Maestro's song to play through 2011

Stefan Sanderling, who conducts the Florida Orchestra, extended his contract for five more years.

Published June 7, 2006

Stefan Sanderling, the young German conductor whose arrival as music director signalled a new era for the Florida Orchestra, has extended his contract through 2011, officials announced Wednesday.

He became music director in the 2003-04 season on a five-year contract. The extension suggests that the once-beleaguered orchestra and its audiences are pleased with Sanderling’s leadership. It’s a pivotal time for the group, which is establishing an administrative home at the revamped Mahaffey Theater in St. Petersburg, though it will continue also to perform in Tampa, Clearwater and other venues.

Sanderling, who came to the Tampa Bay area after leading a French orchestra, said he was “delighted to extend” his contract.

“This is one of the best orchestras I have ever conducted, and as the orchestra continues to grow artistically, I can say quite confidently that it is well on its way to become one of the most respected orchestras in the United States,” he said.

Terms of Sanderling’s contract were not disclosed. In the orchestra’s 2004 nonprofit tax return, the most recent available, he was listed as an independent contractor with compensation of $166,000.

During his first three seasons, Sanderling established a rapport with the audience, making frequent appearances in the community, giving preconcert talks and occasionally speaking from the stage to explain unfamiliar works. His programming has been traditional — Beethoven symphonies supplied the theme this past season — but he has also introduced plenty of new music to the orchestra.

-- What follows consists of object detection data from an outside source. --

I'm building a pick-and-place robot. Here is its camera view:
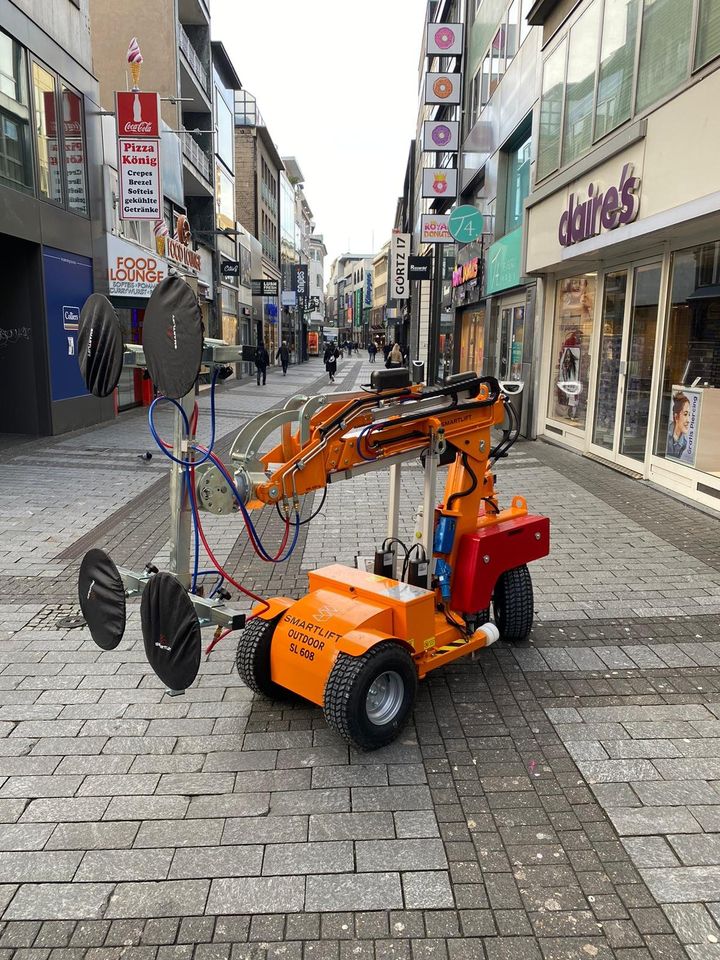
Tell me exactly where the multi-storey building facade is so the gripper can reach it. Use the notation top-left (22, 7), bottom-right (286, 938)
top-left (235, 90), bottom-right (283, 356)
top-left (0, 0), bottom-right (107, 434)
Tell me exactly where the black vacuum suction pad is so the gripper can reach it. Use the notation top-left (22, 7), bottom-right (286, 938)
top-left (143, 277), bottom-right (203, 400)
top-left (140, 573), bottom-right (202, 690)
top-left (78, 548), bottom-right (125, 650)
top-left (78, 293), bottom-right (123, 397)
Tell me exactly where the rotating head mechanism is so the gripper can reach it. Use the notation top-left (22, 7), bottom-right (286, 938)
top-left (143, 277), bottom-right (203, 400)
top-left (78, 293), bottom-right (123, 397)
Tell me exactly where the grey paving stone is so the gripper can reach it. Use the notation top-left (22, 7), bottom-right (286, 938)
top-left (262, 841), bottom-right (354, 876)
top-left (402, 870), bottom-right (455, 910)
top-left (305, 873), bottom-right (403, 913)
top-left (104, 880), bottom-right (210, 919)
top-left (169, 845), bottom-right (264, 880)
top-left (206, 877), bottom-right (304, 914)
top-left (4, 883), bottom-right (114, 920)
top-left (355, 839), bottom-right (447, 873)
top-left (222, 814), bottom-right (306, 844)
top-left (607, 807), bottom-right (702, 837)
top-left (309, 813), bottom-right (395, 840)
top-left (75, 850), bottom-right (173, 883)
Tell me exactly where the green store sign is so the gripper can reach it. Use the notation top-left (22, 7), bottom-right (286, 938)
top-left (486, 227), bottom-right (522, 294)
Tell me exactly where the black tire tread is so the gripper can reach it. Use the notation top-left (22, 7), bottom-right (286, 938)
top-left (235, 617), bottom-right (287, 700)
top-left (323, 640), bottom-right (415, 749)
top-left (493, 564), bottom-right (535, 643)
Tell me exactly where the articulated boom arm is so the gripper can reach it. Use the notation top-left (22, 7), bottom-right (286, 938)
top-left (231, 377), bottom-right (505, 521)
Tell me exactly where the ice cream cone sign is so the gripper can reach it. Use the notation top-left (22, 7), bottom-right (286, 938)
top-left (153, 220), bottom-right (170, 257)
top-left (128, 37), bottom-right (143, 90)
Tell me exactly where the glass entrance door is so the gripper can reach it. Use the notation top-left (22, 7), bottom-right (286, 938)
top-left (592, 261), bottom-right (662, 469)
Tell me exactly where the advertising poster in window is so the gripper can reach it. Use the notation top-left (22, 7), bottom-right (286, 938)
top-left (665, 387), bottom-right (702, 467)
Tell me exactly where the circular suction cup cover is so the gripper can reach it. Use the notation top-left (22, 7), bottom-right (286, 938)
top-left (78, 548), bottom-right (125, 650)
top-left (140, 573), bottom-right (202, 690)
top-left (78, 293), bottom-right (123, 397)
top-left (143, 277), bottom-right (203, 400)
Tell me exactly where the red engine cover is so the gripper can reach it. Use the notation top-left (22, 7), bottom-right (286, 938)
top-left (450, 515), bottom-right (550, 613)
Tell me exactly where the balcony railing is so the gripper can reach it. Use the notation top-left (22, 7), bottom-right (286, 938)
top-left (178, 26), bottom-right (210, 93)
top-left (180, 130), bottom-right (212, 183)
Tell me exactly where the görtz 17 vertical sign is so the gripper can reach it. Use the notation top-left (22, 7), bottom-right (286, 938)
top-left (115, 90), bottom-right (163, 220)
top-left (390, 230), bottom-right (410, 300)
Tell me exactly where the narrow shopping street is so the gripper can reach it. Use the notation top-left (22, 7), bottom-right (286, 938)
top-left (0, 354), bottom-right (720, 960)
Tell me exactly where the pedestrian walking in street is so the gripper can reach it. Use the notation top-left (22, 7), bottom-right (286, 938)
top-left (275, 340), bottom-right (290, 376)
top-left (255, 340), bottom-right (270, 386)
top-left (323, 343), bottom-right (340, 383)
top-left (385, 343), bottom-right (403, 367)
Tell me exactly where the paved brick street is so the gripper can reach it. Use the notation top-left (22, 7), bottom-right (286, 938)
top-left (0, 357), bottom-right (720, 960)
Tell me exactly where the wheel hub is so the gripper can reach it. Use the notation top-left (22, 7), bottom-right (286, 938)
top-left (365, 670), bottom-right (405, 726)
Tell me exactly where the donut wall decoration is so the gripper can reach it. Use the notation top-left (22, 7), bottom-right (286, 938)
top-left (425, 73), bottom-right (462, 103)
top-left (425, 23), bottom-right (463, 57)
top-left (423, 120), bottom-right (460, 153)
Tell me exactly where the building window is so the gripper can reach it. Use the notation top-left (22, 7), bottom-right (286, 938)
top-left (548, 274), bottom-right (596, 429)
top-left (595, 0), bottom-right (639, 140)
top-left (655, 241), bottom-right (720, 476)
top-left (0, 31), bottom-right (32, 193)
top-left (32, 62), bottom-right (63, 203)
top-left (562, 0), bottom-right (600, 164)
top-left (538, 40), bottom-right (567, 180)
top-left (636, 0), bottom-right (693, 110)
top-left (695, 0), bottom-right (720, 69)
top-left (62, 84), bottom-right (90, 217)
top-left (505, 129), bottom-right (531, 233)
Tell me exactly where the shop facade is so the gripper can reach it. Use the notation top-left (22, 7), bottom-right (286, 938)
top-left (525, 72), bottom-right (720, 509)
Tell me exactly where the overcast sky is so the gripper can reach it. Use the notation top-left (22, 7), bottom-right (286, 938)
top-left (211, 0), bottom-right (426, 268)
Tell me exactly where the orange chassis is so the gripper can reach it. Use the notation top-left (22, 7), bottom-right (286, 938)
top-left (233, 378), bottom-right (549, 746)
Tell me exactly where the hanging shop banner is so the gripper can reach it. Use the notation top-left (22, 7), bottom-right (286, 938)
top-left (390, 230), bottom-right (412, 300)
top-left (408, 257), bottom-right (432, 280)
top-left (423, 167), bottom-right (457, 200)
top-left (423, 120), bottom-right (460, 152)
top-left (425, 73), bottom-right (461, 103)
top-left (425, 23), bottom-right (463, 57)
top-left (118, 137), bottom-right (163, 220)
top-left (420, 213), bottom-right (454, 243)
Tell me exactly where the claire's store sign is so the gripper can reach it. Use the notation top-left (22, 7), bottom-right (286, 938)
top-left (558, 163), bottom-right (640, 247)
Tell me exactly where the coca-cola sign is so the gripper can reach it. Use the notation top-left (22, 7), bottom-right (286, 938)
top-left (115, 90), bottom-right (160, 139)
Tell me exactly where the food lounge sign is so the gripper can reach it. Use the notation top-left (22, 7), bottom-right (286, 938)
top-left (558, 163), bottom-right (640, 247)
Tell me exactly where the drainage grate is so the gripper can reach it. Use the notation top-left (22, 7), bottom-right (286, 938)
top-left (23, 603), bottom-right (85, 630)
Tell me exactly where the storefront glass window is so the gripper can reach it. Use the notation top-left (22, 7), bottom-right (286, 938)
top-left (548, 274), bottom-right (596, 428)
top-left (636, 0), bottom-right (693, 110)
top-left (655, 242), bottom-right (720, 476)
top-left (537, 41), bottom-right (567, 180)
top-left (459, 307), bottom-right (485, 373)
top-left (504, 137), bottom-right (530, 233)
top-left (0, 31), bottom-right (32, 193)
top-left (33, 63), bottom-right (62, 203)
top-left (62, 84), bottom-right (89, 216)
top-left (695, 0), bottom-right (720, 69)
top-left (595, 0), bottom-right (638, 140)
top-left (562, 0), bottom-right (600, 164)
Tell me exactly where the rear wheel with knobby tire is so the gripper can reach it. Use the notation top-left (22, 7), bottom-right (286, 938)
top-left (324, 640), bottom-right (417, 750)
top-left (235, 616), bottom-right (288, 700)
top-left (493, 564), bottom-right (534, 643)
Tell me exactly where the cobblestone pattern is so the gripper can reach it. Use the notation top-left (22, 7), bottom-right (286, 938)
top-left (0, 363), bottom-right (720, 960)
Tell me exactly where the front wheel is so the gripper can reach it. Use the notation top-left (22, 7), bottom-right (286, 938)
top-left (493, 564), bottom-right (534, 643)
top-left (324, 641), bottom-right (417, 750)
top-left (235, 617), bottom-right (287, 700)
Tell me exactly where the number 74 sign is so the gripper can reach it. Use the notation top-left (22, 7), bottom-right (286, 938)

Orchestra musicians, who had a significant voice in Sanderling’s selection to succeed Jahja Ling, continue to be supportive.

“This is wonderful news to the musicians,” said clarinetist Erika Shrauger, chairman of the orchestra committee. “His first years here have had a positive impact on the orchestra’s artistic growth.”

Sanderling, 42, was on the podium for 10 of the 14 masterworks programs in the season that concluded May 27. He also conducted several nonsubscription programs, including holiday concerts of Beethoven’s Ninth Symphony with the Master Chorale of Tampa Bay.

It was not the easiest of seasons for Sanderling. In August, he tumbled down a staircase at his mother-in-law’s house in France and broke bones in both feet and his left arm. With a cast on one foot, he conducted sitting down for several months.

For much of the season, the orchestra could not perform in Mahaffey Theater during its renovation. Instead, the orchestra played its St. Petersburg concerts at Pasadena Community Church, which had inadequate acoustics and sight lines. Attendance declined, and the orchestra lost more money than it expected in the temporary digs.

The orchestra has not had any conspicuous financial emergencies during Sanderling’s tenure. In the last fiscal year, it reported a budget surplus. The current fiscal year ends on June 30, and a fundraising push is on, aided by a $500,000 challenge grant to match donations.

There has been turnover in several principal chairs under Sanderling, including concertmaster, second violin and flute. Principal oboe Martin Hebert recently left for the same position with the Oregon Symphony.

A key appointment came in February when Jeffrey Multer was named concertmaster, or first violin, the most important leadership position among orchestra players.

Sanderling owns a house in St. Petersburg, but he will be gone most of the summer. On Wednesday, he was in Toledo, Ohio, conducting auditions for the Toledo Symphony Orchestra, for which he is principal conductor.

In June and July, he will be conducting at festivals in Breckenridge, Colo., Greensboro, N.C., Houston, Texas, and Chautauqua, N.Y. He and his wife, Isabelle, a cellist with the Florida West Coast Symphony in Sarasota, plan to spend August in Europe, where they have apartments in Berlin, Sanderling’s hometown, and Switzerland.

Sanderling’s first appearance in the orchestra’s 2006-07 season will be a concert with pianist Van Cliburn Sept. 25 to celebrate the reopening of Mahaffey. The masterworks season gets under way Oct. 7-8, with Sanderling on the podium. He also has a busy guest-conducting schedule that includes the season-opening concert of Northern Ireland’s Ulster Orchestra on Sept. 22.